Author Topic: rdgrad crashes in parallel  (Read 5256 times)

jan

  • Jr. Member
  • **
  • Posts: 11
  • Karma: +0/-0
rdgrad crashes in parallel
« on: September 01, 2009, 10:52:00 am »
Sorry for posting the second question i a row but I have encountered serious problems running a geometry optimization in parallel mode.
I think the problem is with the rdgrad module because when I start a calculation in parallel I crashes with the following message in the slave1.output:

  this is node-proc. number 1 running on node
 bx10                                                                           
 
  the total number of node-proc. spawned is            7
  parallel platform: SMP or SMP like systems
  call pa_barr(90)

 data group $actual step is not empty
 due to the abend of ridft


 check reason for abend ...

 use the command  'actual -r'  to get rid of that


  CONTRL dead = actual step
 rdgrad ended abnormally


The calculation start just fine an the first ridft-step is performed in parallel without error (I check the running task on the node just after submitting the job)
but then it crashes with the message above.

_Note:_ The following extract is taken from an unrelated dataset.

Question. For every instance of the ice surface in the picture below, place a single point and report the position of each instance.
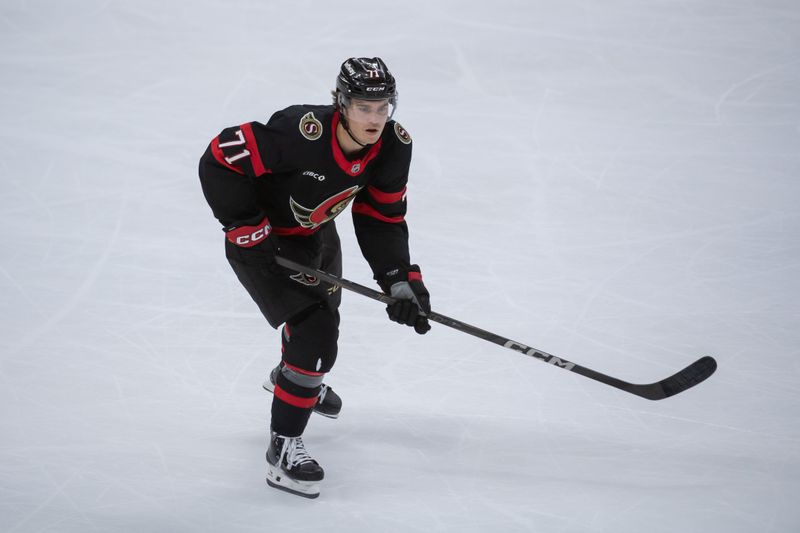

Strange is that I have running calculation with with 3 or 4 cpu-cores in use which seem to run just fine. I the above case
i used 7 cpu-cores.
Anyone know where my problem is?

Regards Jan

jan

  • Jr. Member
  • **
  • Posts: 11
  • Karma: +0/-0
Re: rdgrad crashes in parallel
« Reply #1 on: September 03, 2009, 09:45:53 am »
in addition:
I test the same job above with 4 cores (3 +1 server task)  and there was no error. But when I select more than 4 it alway crashes
with the message above.
Regards Jan